The law in relation to the alteration of deeds and other written instruments is settled. And although it has relaxed from its ancient rigor and strictness, yet it is now well known, that a material alteration of an instrument, whether under seal or not, by a party to it, in name or in interest, invalidates it. Formerly it was holden, that an immaterial alteration by a party or a material one by a stranger, was fatal. But these principles were found to be inconsistent with reason and justice, and have been expunged from the law. Dyer, 262; Shep. Touch. 69 ; Com. Dig. Fait, F 1 ; Pigot's case, 11 Coke, 27 ; Jackson v. Malin, 15 Johns. R. 297 ; Rees v. Overbaugh, 6 Cowen, 746 ; Smith v. Crocker, 5 Mass. R. 538; Hunt v Adams, 6 Mass. R. 519 ; Hatch v. Hatch, 9 Mass. R. 307.

There is a manifest distinction between executory contracts and conveyances of prooerty. When deeds of conveyance of *234real, or bills of sale of personal property, are completed and possession delivered under them, so far as the change of ownership depends on them they are executed, and the property passes and vests in the grantee. The instruments may become invalid, so that no action can be maintained upon the covenants contained in them, and yet the titles which have been acquired under them, remain unaffected. When a person has become the legal owner of real estate, he cannot transfer it or part with his title, except in some of the forms prescribed by law. The grantee may destroy bis deed, but not his estate. He may deprive himself of his remedies upon the covenants, but not of his right to bold the property. This distinction has existed .from the earliest times. See Viner’s Abr. Fait, X. 2. It has always been holden, that even the cancellation of a deed will not divest the grantee of his estate under it. Co. Lit. 225 b, note 136 ; Clavering v.

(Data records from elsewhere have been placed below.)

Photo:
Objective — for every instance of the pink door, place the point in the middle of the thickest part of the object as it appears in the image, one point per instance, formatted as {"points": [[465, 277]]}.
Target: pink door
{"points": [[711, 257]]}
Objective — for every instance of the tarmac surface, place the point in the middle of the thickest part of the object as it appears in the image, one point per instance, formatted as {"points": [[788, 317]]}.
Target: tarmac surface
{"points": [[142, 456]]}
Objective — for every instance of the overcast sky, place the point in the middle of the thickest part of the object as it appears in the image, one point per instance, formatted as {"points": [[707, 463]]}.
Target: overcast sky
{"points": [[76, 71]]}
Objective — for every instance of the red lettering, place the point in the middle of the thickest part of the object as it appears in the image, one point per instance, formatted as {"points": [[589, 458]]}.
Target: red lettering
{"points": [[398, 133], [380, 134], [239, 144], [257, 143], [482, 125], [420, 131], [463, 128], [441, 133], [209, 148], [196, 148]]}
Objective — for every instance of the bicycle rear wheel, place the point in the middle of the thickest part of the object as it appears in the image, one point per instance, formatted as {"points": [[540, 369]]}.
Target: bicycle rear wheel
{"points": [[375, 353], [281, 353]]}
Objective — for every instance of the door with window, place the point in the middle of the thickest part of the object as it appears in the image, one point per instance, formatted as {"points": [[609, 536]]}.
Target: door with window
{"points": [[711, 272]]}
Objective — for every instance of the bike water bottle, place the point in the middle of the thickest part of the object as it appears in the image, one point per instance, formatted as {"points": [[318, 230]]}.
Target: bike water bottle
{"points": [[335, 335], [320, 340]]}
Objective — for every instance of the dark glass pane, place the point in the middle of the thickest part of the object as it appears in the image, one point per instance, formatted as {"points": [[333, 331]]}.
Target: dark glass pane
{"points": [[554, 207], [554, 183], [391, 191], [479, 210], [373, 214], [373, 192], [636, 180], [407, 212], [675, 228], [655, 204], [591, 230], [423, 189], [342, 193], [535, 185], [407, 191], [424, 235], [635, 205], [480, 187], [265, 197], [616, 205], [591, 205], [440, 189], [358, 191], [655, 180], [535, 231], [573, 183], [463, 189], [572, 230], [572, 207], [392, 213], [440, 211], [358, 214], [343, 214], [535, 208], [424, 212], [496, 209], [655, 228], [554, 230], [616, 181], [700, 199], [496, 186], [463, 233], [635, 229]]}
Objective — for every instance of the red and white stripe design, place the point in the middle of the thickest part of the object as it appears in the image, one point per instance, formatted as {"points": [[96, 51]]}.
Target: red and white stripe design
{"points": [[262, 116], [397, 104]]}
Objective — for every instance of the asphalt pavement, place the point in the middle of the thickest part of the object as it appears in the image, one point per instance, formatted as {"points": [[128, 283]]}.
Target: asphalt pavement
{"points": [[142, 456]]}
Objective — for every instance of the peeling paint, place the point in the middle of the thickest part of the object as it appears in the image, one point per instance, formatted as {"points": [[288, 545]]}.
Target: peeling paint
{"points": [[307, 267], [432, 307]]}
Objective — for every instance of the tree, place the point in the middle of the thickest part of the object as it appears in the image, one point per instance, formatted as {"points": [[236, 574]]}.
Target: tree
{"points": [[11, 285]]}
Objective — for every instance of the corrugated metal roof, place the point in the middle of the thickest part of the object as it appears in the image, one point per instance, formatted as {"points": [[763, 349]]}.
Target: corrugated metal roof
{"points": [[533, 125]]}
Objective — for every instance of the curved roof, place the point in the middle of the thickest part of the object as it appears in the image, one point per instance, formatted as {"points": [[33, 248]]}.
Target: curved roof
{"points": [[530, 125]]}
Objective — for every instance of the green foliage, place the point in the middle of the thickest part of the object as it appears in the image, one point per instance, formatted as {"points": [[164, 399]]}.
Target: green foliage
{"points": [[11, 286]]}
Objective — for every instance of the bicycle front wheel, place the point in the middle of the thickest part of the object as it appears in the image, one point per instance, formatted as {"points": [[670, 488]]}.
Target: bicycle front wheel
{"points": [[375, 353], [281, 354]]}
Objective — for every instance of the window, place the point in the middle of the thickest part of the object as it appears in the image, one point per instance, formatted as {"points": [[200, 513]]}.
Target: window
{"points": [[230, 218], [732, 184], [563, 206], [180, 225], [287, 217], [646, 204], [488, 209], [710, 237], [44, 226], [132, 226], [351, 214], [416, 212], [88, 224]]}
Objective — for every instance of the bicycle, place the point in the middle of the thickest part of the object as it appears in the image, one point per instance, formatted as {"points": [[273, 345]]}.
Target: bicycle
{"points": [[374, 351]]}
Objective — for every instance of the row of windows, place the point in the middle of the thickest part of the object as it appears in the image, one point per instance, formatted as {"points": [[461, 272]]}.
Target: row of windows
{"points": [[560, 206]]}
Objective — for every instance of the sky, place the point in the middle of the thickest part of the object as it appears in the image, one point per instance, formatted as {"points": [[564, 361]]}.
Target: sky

Clavering, Prec. Chan. 235 ; Miller v. Manwaring, Cro. Jac. 399 ; Bolton v. The Bishop of Carlisle, 2 H. Bl. 263 ; Harrison v. Owen, 1 Atk. 520. This doctrine has been explicitly recognized and confirmed in this country, and in our own courts. Jackson v. Chase, 2 Johns. R. 87 ; Lewis v. Payn, 8 Cowen, 75 ; Jackson v. Gould, 7 Wendell, 364 ; Botsford v. Morehouse, 4 Connect. R. 550 ; Gilbert v. Buckley, 5 Connect. R. 262 ; Marshall v. Fisk, 6 Mass. R. 32 ; Hatch v. Hatch, 9 Mass. R. 307 ; Holbrook v. Tirrel, 9 Pick. 105. Many of these cases seem to be directly in point.

Asa Hunt having acquired from Enoch Hunt a good title to the demanded premises, he conveyed them to Asa Hunt •junior, who conveyed them to the demandant. This completed the chain of his title. But Enoch having conveyed all his estate, nothing remained for the tenant’s attachment and levy to operate upon; and he therefore could acquire nothing by them.

Verdict set aside, and tenant defaulted.